Когда один человек улыбается в темноте, а другой — надувает из губ пузырь, понимаешь, что человеческий рот — это больше, чем место для поцелуев. И нет смысла присматриваться, с какой осторожностью нужное слово выглядывает из-за губ, — темно. Длинному слову комфортней в задымлённом рту. Так, обычно, начинаются современные сказки: встретились два языка и ничего они друг другу не говорят, а просто лазают по затопленным пещерам умирающих слов. Да и не женятся обладатели этих языков в конце, как в обычных сказках, а только заводятся.
— Ты знаешь, у меня был знакомый, который солил даже сало, причём негигиенично макая его в солонку. Это полная безвкусица, в том смысле, что он совершенно не чувствует вкуса? Или попытка усиления ощущения солёности?
— Не люблю твоих знакомых, даже с такими конопушками, как у тебя. Прошлых и будущих.

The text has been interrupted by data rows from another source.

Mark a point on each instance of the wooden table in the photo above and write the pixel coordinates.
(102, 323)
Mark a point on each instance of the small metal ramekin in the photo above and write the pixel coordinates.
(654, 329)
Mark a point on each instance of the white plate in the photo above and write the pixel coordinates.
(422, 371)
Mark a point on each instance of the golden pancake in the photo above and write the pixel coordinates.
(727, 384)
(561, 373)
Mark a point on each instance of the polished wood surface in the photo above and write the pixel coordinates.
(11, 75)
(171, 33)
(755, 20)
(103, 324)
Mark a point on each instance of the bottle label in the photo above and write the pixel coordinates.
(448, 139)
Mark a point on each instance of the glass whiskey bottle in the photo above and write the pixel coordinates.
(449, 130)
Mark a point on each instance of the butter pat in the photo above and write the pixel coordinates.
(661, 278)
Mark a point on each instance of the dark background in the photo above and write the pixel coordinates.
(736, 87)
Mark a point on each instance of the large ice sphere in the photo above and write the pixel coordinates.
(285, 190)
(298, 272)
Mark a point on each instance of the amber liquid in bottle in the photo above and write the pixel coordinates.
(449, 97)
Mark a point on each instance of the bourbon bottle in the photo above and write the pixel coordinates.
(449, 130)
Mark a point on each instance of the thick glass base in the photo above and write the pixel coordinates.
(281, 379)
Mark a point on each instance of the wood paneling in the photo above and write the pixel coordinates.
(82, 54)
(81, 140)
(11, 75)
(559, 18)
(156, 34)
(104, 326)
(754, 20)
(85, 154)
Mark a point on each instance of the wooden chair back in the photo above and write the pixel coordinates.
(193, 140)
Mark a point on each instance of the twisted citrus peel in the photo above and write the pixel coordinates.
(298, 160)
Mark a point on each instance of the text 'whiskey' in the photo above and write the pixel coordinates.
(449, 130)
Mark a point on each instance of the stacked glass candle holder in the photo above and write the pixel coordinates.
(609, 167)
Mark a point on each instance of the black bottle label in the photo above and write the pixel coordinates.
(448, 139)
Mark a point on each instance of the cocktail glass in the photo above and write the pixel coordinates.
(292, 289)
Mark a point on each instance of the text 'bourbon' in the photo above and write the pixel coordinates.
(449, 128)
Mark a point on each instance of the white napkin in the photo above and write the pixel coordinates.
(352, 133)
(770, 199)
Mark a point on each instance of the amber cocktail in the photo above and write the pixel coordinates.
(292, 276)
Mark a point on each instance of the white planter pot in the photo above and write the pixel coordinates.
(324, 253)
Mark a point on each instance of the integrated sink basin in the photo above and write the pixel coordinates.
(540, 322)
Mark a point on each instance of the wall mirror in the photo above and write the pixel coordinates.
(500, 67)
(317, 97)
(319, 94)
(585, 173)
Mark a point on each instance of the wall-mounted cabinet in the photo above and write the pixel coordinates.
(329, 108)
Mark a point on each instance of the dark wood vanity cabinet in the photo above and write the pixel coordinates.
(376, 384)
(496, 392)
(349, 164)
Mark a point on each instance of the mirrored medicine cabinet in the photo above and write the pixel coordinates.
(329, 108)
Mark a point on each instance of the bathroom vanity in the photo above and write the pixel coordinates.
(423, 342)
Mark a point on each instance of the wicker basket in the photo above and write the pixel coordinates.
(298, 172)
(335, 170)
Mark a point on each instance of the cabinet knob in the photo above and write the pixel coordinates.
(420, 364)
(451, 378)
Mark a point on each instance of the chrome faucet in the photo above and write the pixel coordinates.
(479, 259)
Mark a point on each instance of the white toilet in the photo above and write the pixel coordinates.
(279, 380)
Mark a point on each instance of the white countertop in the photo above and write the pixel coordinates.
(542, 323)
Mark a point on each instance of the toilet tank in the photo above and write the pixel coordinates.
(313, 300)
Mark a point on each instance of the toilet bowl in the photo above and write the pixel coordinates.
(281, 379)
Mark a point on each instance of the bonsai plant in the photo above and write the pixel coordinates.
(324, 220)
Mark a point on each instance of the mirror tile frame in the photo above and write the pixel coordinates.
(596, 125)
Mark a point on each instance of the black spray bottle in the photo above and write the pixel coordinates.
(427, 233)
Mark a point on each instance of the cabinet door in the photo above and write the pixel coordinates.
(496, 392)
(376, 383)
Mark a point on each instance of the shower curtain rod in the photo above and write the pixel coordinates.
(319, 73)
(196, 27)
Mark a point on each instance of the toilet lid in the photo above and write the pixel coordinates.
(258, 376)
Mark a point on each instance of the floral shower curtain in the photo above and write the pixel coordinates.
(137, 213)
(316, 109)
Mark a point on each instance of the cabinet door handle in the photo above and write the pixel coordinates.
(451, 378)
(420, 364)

Она не была из тех, кто вышагивает внутри тебя, прищурено поглядывая по сторонам. Некоторым позволь заглянуть в тебя, и ты почувствуешь, как они с азартом начинает наводить там порядок. Переставляют предметы твоих прошлых любовей в самые дальние углы неприбранной душонки. Рассовывают фотографии, валяющиеся на видных местах твоей памяти, по альбомам. Пылесосят пыль твоих взаимоотношений с нужными людьми. Поливают цветы твоего одиночества. И, наконец, делают копию ключей, чтобы в любое, удобное для себя, время — заглянуть туда снова. И расстроиться. Ты возвращаешь на свои законные места: плюшевые игрушки, часы с кукушкой, толстокожий кактус, гнутый слоновьим бивнем, и книгу «Над пропастью во ржи» с вечно высыпающимися страницами. Ты никогда не включаешь здесь свет, но в этой кромешной тьме готов найти на ощупь необходимую вещь. Тебе даже паутина создаёт уют. А пауки, свисающие — к гостям, и поднимающиеся — к новостям, или наоборот, — безоговорочные собеседники. И перекладка вещей не заканчивается до тех пор, пока однажды ты не поцелуешь её в ухо и не произнесёшь спокойным голосом:
«Брось на место!»
— Прости!
Не люблю, когда женщины просят прощения. Мне кажется, они просят пощады. Я отдал все рёбра на её изготовление. Чуть ли не в два десятка раз больше, чем нормировано Библией. Она возникла из пьяной драки. Не знаю, чёрт ли меня дёрнул — вмешаться в конфликт. Но я не жалею ни об одном сломанном ребре.
— Спи давай!
— А сам?! Пора бросать курить.
— Не спится. Это только Марк Твен мог часто бросать, да и то — в минуты, когда был Сэмюелем Клеменсом.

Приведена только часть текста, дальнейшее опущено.